The Reserve Bank of India (RBI) has introduced the scale-based regulation framework for the Non-Banking Financial Companies (NBFCs) and it aims to strengthen the financial stability and improve regulatory oversight. This updated norms bring bank-owned NBFCs under the stricter supervision, revise exposure limits and allows the more frequent reviews of the threshold for upper-layer NBFCs.
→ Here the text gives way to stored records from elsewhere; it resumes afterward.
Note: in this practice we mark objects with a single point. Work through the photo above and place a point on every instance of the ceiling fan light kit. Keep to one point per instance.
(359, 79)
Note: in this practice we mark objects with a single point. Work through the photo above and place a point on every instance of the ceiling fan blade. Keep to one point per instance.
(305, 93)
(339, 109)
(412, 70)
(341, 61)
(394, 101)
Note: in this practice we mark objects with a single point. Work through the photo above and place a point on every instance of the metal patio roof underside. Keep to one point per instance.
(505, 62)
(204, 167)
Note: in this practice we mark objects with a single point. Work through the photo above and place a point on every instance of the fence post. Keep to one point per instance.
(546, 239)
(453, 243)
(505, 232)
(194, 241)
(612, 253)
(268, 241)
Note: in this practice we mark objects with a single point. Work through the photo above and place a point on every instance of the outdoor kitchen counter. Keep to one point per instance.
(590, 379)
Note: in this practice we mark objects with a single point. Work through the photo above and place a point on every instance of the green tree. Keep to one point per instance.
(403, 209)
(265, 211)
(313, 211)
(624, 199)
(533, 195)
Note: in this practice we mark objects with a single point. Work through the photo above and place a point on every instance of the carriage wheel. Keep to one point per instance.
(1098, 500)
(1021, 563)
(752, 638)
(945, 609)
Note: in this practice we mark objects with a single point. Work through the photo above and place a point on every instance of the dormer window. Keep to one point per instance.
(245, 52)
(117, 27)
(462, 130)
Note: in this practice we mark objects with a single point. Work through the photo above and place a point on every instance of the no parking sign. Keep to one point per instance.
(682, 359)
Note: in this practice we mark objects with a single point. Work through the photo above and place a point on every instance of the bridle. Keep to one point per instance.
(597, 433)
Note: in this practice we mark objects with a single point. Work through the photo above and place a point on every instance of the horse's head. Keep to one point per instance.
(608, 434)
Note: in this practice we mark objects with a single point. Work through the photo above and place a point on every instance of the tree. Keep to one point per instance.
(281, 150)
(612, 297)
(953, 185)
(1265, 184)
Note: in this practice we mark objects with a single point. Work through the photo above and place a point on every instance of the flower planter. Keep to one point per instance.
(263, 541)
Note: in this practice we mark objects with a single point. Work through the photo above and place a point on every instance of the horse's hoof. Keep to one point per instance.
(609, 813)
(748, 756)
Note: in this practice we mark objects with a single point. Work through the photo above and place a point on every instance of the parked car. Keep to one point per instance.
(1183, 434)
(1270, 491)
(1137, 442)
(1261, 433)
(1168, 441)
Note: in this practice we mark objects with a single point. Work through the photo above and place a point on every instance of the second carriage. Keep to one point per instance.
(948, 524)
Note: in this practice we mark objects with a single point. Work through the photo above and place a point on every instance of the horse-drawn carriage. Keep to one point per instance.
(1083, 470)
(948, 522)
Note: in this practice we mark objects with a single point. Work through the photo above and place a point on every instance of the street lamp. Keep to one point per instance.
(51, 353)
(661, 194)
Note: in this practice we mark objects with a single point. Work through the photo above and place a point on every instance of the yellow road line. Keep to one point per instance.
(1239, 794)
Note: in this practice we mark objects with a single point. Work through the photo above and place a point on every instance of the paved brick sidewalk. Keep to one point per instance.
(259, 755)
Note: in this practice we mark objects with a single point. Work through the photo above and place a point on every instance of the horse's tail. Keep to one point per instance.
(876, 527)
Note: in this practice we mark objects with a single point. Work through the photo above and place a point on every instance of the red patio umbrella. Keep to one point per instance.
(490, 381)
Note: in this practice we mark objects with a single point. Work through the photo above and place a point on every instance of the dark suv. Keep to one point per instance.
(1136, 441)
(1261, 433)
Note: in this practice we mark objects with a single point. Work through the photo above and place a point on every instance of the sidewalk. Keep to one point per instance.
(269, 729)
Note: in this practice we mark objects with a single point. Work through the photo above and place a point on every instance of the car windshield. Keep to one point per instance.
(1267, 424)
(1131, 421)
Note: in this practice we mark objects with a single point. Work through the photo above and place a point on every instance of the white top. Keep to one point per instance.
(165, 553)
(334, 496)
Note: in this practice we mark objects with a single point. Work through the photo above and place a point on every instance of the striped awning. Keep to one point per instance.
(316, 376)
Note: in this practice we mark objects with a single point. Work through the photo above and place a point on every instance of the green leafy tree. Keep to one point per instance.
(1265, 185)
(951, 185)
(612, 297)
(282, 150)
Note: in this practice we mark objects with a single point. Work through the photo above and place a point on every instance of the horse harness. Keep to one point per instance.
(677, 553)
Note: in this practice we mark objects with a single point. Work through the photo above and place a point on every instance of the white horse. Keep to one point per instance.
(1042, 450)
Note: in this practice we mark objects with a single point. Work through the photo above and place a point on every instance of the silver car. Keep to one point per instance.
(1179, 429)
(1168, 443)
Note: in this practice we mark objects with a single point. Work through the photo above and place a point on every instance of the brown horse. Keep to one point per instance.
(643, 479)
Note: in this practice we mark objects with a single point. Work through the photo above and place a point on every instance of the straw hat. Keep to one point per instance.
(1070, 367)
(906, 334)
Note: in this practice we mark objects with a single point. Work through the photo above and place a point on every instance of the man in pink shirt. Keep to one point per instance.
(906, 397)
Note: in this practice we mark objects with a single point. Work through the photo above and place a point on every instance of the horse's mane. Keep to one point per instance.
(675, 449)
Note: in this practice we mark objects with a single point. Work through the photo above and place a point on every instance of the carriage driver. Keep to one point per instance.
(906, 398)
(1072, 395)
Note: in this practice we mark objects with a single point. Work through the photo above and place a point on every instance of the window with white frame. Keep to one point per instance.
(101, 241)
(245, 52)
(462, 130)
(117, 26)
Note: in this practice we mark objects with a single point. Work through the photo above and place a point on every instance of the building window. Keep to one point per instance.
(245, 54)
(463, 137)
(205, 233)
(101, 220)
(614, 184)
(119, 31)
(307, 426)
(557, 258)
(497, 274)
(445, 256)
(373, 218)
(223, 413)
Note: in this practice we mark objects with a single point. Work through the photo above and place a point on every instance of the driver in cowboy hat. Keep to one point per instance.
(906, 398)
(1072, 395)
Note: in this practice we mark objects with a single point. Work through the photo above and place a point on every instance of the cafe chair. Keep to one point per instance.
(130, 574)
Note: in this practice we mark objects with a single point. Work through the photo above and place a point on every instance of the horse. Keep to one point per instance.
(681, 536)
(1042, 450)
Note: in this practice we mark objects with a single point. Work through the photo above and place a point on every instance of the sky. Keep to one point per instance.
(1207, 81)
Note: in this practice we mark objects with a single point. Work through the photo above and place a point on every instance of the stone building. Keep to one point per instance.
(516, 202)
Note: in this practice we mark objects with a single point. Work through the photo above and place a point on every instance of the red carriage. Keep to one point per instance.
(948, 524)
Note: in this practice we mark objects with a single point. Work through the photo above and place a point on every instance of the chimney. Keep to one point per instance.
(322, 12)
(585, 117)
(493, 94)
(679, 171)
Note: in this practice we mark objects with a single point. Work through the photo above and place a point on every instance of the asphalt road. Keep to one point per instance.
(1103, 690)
This reforms are important as the NBFCs continue to plays the critical role in the credit delivery and economic growth.
What Is Scale-Based Regulation for NBFCs?
Scale-Based Regulation (SBR) is the RBI’s framework for regulating the NBFCs as per their size, complexity, interconnectedness and risk profile.
Instead of applying the identical regulations to all the NBFCs, the framework categorizes them into different layers,
- Base Layer (NBFC-BL)
- Middle Layer (NBFC-ML)
- Upper Layer (NBFC-UL)
- Top Layer (NBFC-TL)
The objective is to impose the stricter regulatory requirements on the larger and systemically important NBFCs while maintaining the proportionate regulation for smaller entities.
Key Changes Announced by RBI
The latest revisions introduce the several important regulatory measures that are aimed at to strengthening governance and risk management.
More Frequent Review of Upper Layer Threshold
Earlier, the ₹1 lakh crore asset threshold used to identify the Upper Layer NBFCs was reviewed every five years.
Under the revised framework,
- The threshold will now be reviewed every three years.
- RBI can respond faster to the inflation, economic growth and emerging financial risks.
- Regulatory classification will also remain more aligned with market realities.
Stricter Oversight of Bank-Owned NBFCs
One of the most significant changes involves the NBFCs which belongs to banking groups.
Upper Layer Norms for All Bank-Led NBFCs
RBI has decided that the,
- All the bank-promoted NBFCs will be subject to Upper Layer regulatory norms.
- This applies regardless of their asset size.
- The only exemption relates to the listing requirements.
Bank-Like Regulations for Similar Activities
The central bank has also clarified that,
- NBFCs operating within the bank groups have to must comply with the regulations applicable to banks when carrying out similar business activities.
- This requirement applies directly irrespective of their regulatory classification.
The measure aims to prevent the regulatory arbitrage, where the similar financial activities operate under different levels of supervision.
Why RBI Is Tightening Regulation
The NBFC sector has become the major component of India’s financial system.
NBFCs provides the,
- Retail loans
- Vehicle financing
- Housing finance
- Infrastructure funding
Revised Large Exposure Framework
RBI has also modified the large exposure norms applicable to NBFCs.
What Are Large Exposure Limits?
Large exposure limits restrict the amount an the institution which can lend to a single borrower or group of the connected borrowers.
The purpose is to,
- Prevent the concentration risk
- Reduce the losses from a single default
- Also strengthen the overall financial resilience
Uniform Standards for Government-Owned NBFCs
A major change is the removal of the exemptions previously available to the government-owned NBFCs.
Under the revised framework,
- Government-owned NBFCs must now comply with the same exposure limits as other NBFCs.
- Existing excess exposures may also continue until maturity.
- No fresh lending beyond the prescribed limits will be allowed.
This move promotes regulatory consistency across the sector.
Relief for Infrastructure Finance Companies
The RBI has simultaneously provided the greater flexibility to Infrastructure Finance Companies (IFCs).
Enhanced Exposure Limits
Infrastructure finance companies can now,
- Extend the exposure up to 45% of Tier 1 capital.
- Benefit from higher lending capacity for the infrastructure projects.